Gluten-Free Pan-Seared Salmon Sushi Bowl is a quick and easy meal that has so much flavor. The marinated salmon is pan-seared to perfection, complementing the sushi rice and veggies. With a prep time of approximately 35 minutes and a cooking time of just under 10 minutes, this dish offers a tasty and nutritious option for lunch or dinner.
Salmon Sushi Bowl
For the Pan-Seared Salmon:
- 1 lb fresh salmon fillet sushi-grade, skinless, and deboned
- 2 tablespoons gluten free soy sauce or tamari
- 1 tablespoon sesame oil
- 1 tablespoon rice vinegar
- 1 teaspoon honey or maple syrup for a vegan option
- 1 teaspoon grated fresh ginger
- 1 tablespoon gluten-free cornstarch or rice flour for crisping
- 1-2 tablespoons cooking oil vegetable oil, avocado oil
- For the Sushi Rice:
- 2 cups sushi rice short-grain white rice
- 2 1/2 cups water
- 1/4 cup rice vinegar
- 2 tablespoons granulated sugar
- 1 teaspoon salt
For the Bowl:
- 1 cucumber thinly sliced
- 1 avocado sliced
- 1 carrot julienned
- 1 cup edamame cooked and shelled
- Nori seaweed sheets cut into thin strips
- Pickled ginger optional, for serving
- Wasabi optional, for serving
- Gluten-free soy sauce or tamari for serving
- Cut the salmon into bite-sized cubes and place them in a bowl.
- In a separate small bowl, whisk together the gluten-free soy sauce (or tamari), sesame oil, rice vinegar, honey (or maple syrup), and grated ginger to make the marinade.
- Pour the marinade over the salmon cubes and gently toss to coat the fish.
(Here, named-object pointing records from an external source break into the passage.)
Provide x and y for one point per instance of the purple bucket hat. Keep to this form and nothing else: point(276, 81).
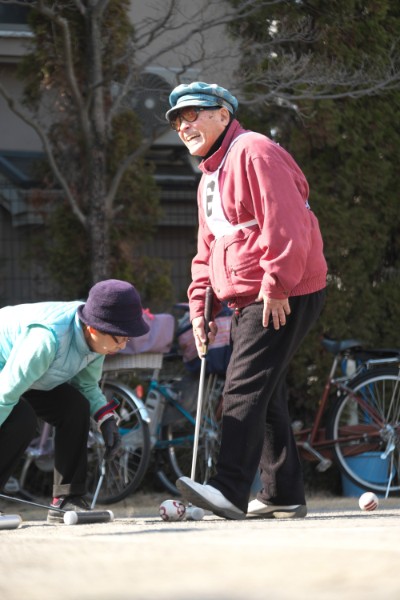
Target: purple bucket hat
point(114, 306)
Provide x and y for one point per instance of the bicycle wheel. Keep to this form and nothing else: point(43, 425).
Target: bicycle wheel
point(175, 447)
point(365, 427)
point(125, 472)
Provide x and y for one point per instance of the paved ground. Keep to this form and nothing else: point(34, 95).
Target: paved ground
point(336, 552)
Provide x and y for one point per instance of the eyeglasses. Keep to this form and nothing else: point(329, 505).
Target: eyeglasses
point(123, 340)
point(190, 114)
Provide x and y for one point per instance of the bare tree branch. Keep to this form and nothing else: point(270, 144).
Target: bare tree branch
point(49, 152)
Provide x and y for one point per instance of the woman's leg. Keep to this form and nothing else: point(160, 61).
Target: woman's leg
point(15, 435)
point(67, 410)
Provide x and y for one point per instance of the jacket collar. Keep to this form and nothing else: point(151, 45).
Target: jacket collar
point(211, 164)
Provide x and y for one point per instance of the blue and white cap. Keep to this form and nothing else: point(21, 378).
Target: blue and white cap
point(199, 93)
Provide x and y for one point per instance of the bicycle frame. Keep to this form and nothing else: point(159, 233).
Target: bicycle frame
point(313, 442)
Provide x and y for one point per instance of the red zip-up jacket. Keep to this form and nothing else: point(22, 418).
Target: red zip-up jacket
point(283, 254)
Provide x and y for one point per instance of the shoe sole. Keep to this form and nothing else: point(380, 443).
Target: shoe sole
point(59, 518)
point(197, 500)
point(280, 513)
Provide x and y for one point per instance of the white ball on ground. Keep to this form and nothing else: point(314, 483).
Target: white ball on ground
point(368, 501)
point(172, 510)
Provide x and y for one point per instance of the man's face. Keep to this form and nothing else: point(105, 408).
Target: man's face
point(200, 135)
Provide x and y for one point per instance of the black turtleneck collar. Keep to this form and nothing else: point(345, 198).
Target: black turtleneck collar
point(218, 142)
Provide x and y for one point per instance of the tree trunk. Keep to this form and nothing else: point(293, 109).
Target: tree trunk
point(98, 222)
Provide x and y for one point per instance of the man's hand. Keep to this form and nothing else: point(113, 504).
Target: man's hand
point(111, 436)
point(275, 309)
point(200, 334)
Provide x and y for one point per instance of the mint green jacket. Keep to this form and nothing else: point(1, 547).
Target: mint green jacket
point(42, 346)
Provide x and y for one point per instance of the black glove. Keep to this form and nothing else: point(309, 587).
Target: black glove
point(111, 436)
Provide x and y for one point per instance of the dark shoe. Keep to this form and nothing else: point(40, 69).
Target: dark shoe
point(76, 503)
point(208, 498)
point(273, 511)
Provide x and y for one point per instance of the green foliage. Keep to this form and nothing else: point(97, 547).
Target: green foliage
point(349, 150)
point(89, 143)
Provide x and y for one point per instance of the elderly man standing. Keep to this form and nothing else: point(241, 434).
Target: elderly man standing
point(260, 248)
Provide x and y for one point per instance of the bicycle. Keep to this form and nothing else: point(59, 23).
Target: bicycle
point(170, 425)
point(161, 428)
point(363, 422)
point(364, 419)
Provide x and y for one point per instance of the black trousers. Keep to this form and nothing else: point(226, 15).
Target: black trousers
point(67, 410)
point(256, 425)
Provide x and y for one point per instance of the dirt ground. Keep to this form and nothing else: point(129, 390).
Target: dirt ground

Cover the bowl with plastic wrap and refrigerate for at least 30 minutes to allow the flavors to meld.
- Before cooking, pat the marinated salmon cubes dry with a paper towel to remove excess moisture.
- In a separate bowl, toss the salmon cubes with gluten-free cornstarch or rice flour to coat them lightly. This step will help create a slight crisp when pan-searing.
- Heat 1-2 tablespoons of cooking oil in a non-stick skillet or frying pan over medium-high heat.
- Pan-sear the salmon cubes for about 1-2 minutes on each side, or until they develop a golden crust. Be careful not to overcook the salmon. Remove the salmon from the pan and set aside.
For the Sushi Rice:
- Rinse the sushi rice in cold water until the water runs clear. Drain the rice.
- In a medium saucepan, combine the rinsed rice and water. Bring to a boil over medium-high heat.
- Once it boils, reduce the heat to low, cover the saucepan with a lid, and simmer for 15 minutes or until the rice is cooked and water is absorbed.
- In a small bowl, mix the rice vinegar, granulated sugar, and salt until the sugar and salt dissolve.
- Transfer the cooked rice to a large mixing bowl and gently fold in the vinegar mixture while the rice is still warm. Be gentle to avoid mashing the rice. Allow the rice to cool to room temperature.
- Divide the sushi rice into individual serving bowls.
- Top each bowl of rice with the pan-seared salmon cubes.
- Arrange the sliced cucumber, avocado, julienned carrot, and edamame around the salmon.
- Sprinkle some nori strips over the top.
- Serve the Gluten-Free Pan-Seared Salmon Sushi Bowls with pickled ginger, wasabi, and gluten-free soy sauce or tamari on the side for dipping.